What Melissa McCarthy Did Before Becoming A Star

Before she became one of the highest-earning actresses in Hollywood with a net worth in the tens of millions, Melissa McCarthy was a young, aspiring creative with dreams of leaving her corn and soybean farm on the outskirts of the Chicago area. Despite her now-prolific career in comedy, the A-list celeb's path to silver-screen stardom was not a straight line. 

McCarthy dabbled in several creative pursuits before becoming a world-class comedic actress. When she first made the trek from Small Town, U.S.A., to the Big Apple, her first stop was the Fashion Institute of Technology of New York City. However, this proved short-lived, and she quickly dropped out to pursue comedy. 

McCarthy had a natural charisma and was eager to fully commit to a joke (even if she was the butt of it), but hers was certainly not an overnight success story. In fact, McCarthy did what many of us do in the early stages of our careers: made ends meet by working a low-paying job in the service industry.

From NYC comic to LA improv artist

Melissa McCarthy described her NYC stand-up experience as short-lived and ill-prepared in a 2013 interview on "Conan."  While she performed in a number of notable clubs in the city, she was ultimately unconvinced she could make it in the field. So, she shifted course — and coasts — by moving to Los Angeles in the late '90s. 

Starting in 1997, the comedienne performed with the Groundlings, an improv and sketch comedy troupe that employed the likes of Kristen Wiig, Maya Rudolph, Will Ferrell, Jennifer Coolidge, and other comedic giants. In addition to forging lifelong connections with her colleagues that would later bring us cinematic goldmines like "Bridesmaids," McCarthy met her husband and fellow actor, Ben Falcone, while working with the troupe. 

Though it would prove invaluable to honing the improvisational skills we know and love today, McCarthy couldn't depend on her work with the Groundlings to pay her bills. McCarthy said in her 2013 "Conan" interview that she had to turn to odd jobs at the YMCA and Starbucks (per E! News).

A starstruck latte artist and star-to-be

Melissa McCarthy, now a global icon in her own right, recalled serving coffee to the late comedy legend Chris Farley. "I was so excited because he loomed pretty largely for me," she said. "You could just tell he didn't want everybody to make a fuss, and so in my poorly executed way of, like, don't freak him out, I just kept staring at him. At one point, I got so overwhelmed because he was right there that I started crying." 

Just a few years after her starstruck Starbucks moment, McCarthy would land her first breakthrough role as Sookie St. James on "Gilmore Girls." By 2011, McCarthy cemented her place as a physical comedian (which also happened to be a specialty of Farley's) with her role as the raunchy, rowdy, and relentless Megan in "Bridesmaids." From there, her career skyrocketed, placing her as the 4th-highest-paid actress in Hollywood as of 2020, per Forbes.
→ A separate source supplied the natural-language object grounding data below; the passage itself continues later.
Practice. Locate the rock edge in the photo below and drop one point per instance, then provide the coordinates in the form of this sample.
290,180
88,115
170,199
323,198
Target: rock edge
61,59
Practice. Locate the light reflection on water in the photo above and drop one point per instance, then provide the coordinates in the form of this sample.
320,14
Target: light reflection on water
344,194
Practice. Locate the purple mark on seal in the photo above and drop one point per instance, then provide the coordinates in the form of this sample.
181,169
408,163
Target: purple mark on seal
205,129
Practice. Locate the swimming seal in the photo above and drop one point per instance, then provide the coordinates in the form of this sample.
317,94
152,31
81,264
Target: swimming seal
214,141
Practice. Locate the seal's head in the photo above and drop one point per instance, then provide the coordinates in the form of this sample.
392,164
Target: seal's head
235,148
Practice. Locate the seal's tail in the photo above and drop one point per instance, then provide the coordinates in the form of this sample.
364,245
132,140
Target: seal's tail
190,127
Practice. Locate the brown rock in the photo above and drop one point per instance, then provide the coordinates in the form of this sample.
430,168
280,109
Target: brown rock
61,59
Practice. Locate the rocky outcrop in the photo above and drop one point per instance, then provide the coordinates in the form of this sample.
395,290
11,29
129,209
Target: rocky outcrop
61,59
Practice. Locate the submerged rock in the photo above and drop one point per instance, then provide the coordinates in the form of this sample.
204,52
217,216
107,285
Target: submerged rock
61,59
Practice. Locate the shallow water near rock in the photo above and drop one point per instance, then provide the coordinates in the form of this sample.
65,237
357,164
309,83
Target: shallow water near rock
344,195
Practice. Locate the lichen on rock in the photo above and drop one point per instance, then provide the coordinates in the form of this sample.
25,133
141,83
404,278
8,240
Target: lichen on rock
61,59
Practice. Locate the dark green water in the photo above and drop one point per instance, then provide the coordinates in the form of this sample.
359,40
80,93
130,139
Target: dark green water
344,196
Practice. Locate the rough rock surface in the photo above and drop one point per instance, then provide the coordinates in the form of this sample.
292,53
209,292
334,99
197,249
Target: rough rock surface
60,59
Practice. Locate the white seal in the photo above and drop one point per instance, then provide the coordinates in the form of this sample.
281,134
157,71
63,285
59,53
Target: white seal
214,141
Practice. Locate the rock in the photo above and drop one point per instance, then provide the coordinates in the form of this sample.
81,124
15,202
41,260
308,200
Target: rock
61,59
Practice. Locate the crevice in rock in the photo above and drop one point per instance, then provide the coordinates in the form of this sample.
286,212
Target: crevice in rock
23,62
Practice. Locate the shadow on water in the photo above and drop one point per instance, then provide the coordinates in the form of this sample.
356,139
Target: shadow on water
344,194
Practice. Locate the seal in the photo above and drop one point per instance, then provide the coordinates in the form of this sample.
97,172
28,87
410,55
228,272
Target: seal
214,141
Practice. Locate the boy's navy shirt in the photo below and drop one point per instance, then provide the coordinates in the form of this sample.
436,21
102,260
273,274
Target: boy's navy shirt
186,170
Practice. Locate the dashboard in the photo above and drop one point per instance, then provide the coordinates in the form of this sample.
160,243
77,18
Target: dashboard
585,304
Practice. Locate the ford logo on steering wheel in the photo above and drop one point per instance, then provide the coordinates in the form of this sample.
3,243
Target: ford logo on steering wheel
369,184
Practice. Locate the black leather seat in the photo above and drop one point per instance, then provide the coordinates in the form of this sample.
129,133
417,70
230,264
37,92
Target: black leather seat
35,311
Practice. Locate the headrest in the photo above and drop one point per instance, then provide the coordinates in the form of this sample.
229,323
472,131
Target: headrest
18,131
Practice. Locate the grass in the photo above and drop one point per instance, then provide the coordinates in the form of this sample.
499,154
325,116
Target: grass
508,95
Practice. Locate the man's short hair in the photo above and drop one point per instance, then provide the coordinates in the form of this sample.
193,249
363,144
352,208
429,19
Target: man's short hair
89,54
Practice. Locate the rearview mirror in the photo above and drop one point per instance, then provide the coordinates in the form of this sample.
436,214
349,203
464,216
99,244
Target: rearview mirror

Still, the Midwestern native hasn't forgotten her humble roots. In a 2018 cover story for Glamour, she recounted having less than $5 in her bank account at any given time — and how that helped her become the hard-working actress she is today. "When you spend 20 years working your butt off, you know yourself better," she said. "I think the best thing I could have done was struggle until I was 30. Twenty years of desperately trying to get a single job gets deep in your DNA."